Monday, May 11, 2015

Day Eight-Fifty-Eight: Make Haste

‘Dear DragoFuck,

The rats are up to some shit. My guys spotted a tear in the sky. They think it’s bad. So do I. I’m calling a truce with you for now because I don’t want to deal with you nibbling at my tail feathers. Leave me alone and I’ll leave you alone.

Yes, I know you work for them. Yes, I know you think this is bullshit. But it’s not. I have a bad feeling. The only person who makes portals is me. I don’t want other fuckers horning in on my turf. Besides, portals aren’t supposed to just sit there. That makes shit in the world unstable. I’m not done killing people, so instability doesn’t work for me.

I’m not asking you to fight alongside me. Just stay out of my hair for a while. Do that and I promise to leave Pubton alone for half a year. I’d say forever, but I know you wouldn’t believe me. Imagine what you can do with six months of free time. Maybe you can even give me a good fight once I purge the planet of these rat motherfuckers. They’re worse than I am, and that’s saying a lot, I know.

Truce, Dragofuck. kthnks? kthnks.

Kierkegaard the Omnipotent’

Dragomir read the letter over again as he walked, lip curling each time Kierkegaard called him ‘Dragofuck’. He still wasn’t sure exactly what it meant. Was it a play for time? An attempt to stop two fronts from attacking Kierkegaard’s army? An admission of fear over the werewolves now in Dragomir’s army? Or an honest attempt to stop Grayson from doing… something?

“It vill not change iv you read it a thouzend timez,” a voice said from beside Dragomir.

He jumped. Antonio was walking beside him, a pack slung over the orc’s shoulder. Antonio was staring straight ahead, smiling as enigmatically as ever. Scowling, Dragomir stuffed the letter into his pocket.

“Just thinkin’ about it,” Dragomir grumbled. “Might not change, but my interpretation of it might.”
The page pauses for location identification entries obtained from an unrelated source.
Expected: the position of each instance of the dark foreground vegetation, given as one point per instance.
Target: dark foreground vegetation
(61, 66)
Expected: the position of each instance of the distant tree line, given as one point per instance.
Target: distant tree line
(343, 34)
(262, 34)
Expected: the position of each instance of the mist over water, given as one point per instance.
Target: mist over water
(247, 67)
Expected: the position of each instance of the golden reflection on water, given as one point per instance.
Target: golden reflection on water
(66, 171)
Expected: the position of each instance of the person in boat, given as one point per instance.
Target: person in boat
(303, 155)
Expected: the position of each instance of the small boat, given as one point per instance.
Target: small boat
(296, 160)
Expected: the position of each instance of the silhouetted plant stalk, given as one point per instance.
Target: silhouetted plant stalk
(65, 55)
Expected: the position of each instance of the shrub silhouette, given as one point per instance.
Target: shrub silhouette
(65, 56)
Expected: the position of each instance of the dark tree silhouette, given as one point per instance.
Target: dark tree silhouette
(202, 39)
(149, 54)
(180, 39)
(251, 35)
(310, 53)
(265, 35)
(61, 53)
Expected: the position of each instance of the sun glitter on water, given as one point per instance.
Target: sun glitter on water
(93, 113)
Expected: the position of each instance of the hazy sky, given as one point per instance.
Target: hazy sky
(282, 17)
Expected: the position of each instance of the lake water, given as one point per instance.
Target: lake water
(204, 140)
Antonio thought about that, then grinned broadly, nodding. “Ya, ya, true. Iz wize. Maybe you are well in charge.”

“Gee, thanks.”

Not that a declaration of a truce really mattered. Dragomir’s group had moved quite tirelessly for three days, now, swiftly crossing the western lands at a tireless pace, and they’d gotten into skirmishes with Non scouts on several occasions. Apparently they hadn’t received word of Kierkegaard’s ‘truce’, and needed to be destroyed or driven off. Dragomir’s group had nevertheless made excellent time… especially when they’d spotted the glowing tower in the distance, as sure a sign of their destination as anything. Even The Baron, the slowest of the party, seemed to pick up his pace at the sight.
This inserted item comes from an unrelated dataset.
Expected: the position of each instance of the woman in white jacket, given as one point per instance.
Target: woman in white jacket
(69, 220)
Now they were a day from the tower. Perhaps less. It was a horrifying thing, a pearlescent, twining shaft into the heavens that made Dragomir’s skin crawl. The tower was somehow worse than the blackened puncture it had left in the sky, perhaps because Dragomir had already seen codespace before.
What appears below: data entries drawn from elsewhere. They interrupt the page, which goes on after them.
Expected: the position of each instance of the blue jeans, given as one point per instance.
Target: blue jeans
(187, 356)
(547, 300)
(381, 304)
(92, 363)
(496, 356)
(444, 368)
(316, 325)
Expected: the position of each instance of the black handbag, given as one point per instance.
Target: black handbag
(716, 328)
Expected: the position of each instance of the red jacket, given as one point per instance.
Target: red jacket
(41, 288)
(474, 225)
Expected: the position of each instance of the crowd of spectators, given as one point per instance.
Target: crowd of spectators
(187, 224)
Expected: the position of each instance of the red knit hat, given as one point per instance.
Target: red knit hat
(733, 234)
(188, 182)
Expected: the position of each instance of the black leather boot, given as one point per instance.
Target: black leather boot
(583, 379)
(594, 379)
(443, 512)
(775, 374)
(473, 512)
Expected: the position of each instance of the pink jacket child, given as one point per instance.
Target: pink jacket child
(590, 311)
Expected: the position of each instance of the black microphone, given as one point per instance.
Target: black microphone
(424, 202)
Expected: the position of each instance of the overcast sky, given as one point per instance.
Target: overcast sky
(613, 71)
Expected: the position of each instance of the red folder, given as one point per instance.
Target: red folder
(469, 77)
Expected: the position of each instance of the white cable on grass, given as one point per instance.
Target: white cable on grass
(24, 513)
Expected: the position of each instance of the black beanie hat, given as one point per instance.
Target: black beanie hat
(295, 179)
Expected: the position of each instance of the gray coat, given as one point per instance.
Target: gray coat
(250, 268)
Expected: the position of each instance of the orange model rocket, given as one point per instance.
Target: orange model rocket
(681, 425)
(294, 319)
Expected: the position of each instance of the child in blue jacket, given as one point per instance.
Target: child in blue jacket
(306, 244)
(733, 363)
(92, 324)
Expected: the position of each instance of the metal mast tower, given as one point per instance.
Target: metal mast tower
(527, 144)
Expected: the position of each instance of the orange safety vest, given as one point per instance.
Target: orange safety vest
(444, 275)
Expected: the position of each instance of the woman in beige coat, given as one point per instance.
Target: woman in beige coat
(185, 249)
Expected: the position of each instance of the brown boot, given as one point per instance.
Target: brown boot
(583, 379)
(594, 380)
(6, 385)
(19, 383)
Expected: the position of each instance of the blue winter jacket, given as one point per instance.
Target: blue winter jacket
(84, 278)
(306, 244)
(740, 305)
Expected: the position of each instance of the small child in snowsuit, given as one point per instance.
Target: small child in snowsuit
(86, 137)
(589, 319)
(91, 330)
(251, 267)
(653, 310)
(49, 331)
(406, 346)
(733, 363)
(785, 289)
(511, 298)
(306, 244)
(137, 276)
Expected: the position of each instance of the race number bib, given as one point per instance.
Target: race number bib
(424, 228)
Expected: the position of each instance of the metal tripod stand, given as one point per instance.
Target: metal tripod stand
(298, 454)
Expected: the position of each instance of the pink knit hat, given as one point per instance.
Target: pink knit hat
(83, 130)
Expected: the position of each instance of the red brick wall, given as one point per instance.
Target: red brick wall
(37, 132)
My son did that, Dragomir thought, peering at the fringes of the bright light that seemed to pulsate at the tower’s apex. My son. Gods, my gene pool is fucked up.

“We should move more slowly from here on,” hissed Gortrap, the goblin scout leading their party across the landscape. He paused to pick something out of his nose, a habit he exercised often and without shame. “Ye’re all fuckin’ large. Ye’ll be spotted a mile away if ye just traipse up.”

“We don’t have time to move more slowly,” Dragomir grunted. “We have to get there now.”

Eve, walking nearby with a brown parcel under her arm, nodded silent agreement. Traveller ignored the minor debate altogether, focusing instead on his bare toes and looking sad. The rest of the party seemed to grumble disagreement.

“If we get caught it won’t matter how fuckin’ fast we went,” Gortrap insisted. “We need time to survey the landscape ’n make sure they aren’t on te us, ye ken?”

“My name’s not Ken,” Dragomir retorted. “Shut up. We move normally. Double time, if we have to.”

“Iz not good,” Antonio muttered. “Hazte zometimez makez wazte, ya? Perhapz I retract what I zay before.”

“Retract whatever you want,” Dragomir countered sourly. “I’m in charge here. Let’s get a fuckin’ move on.”

The party moved on, their footsteps swift and reckless. They moved so quickly that none of them noticed the dragon riding in Cedric’s hair, posing as a ladybug, and so none of them appreciated that the entire conversation was moot either way.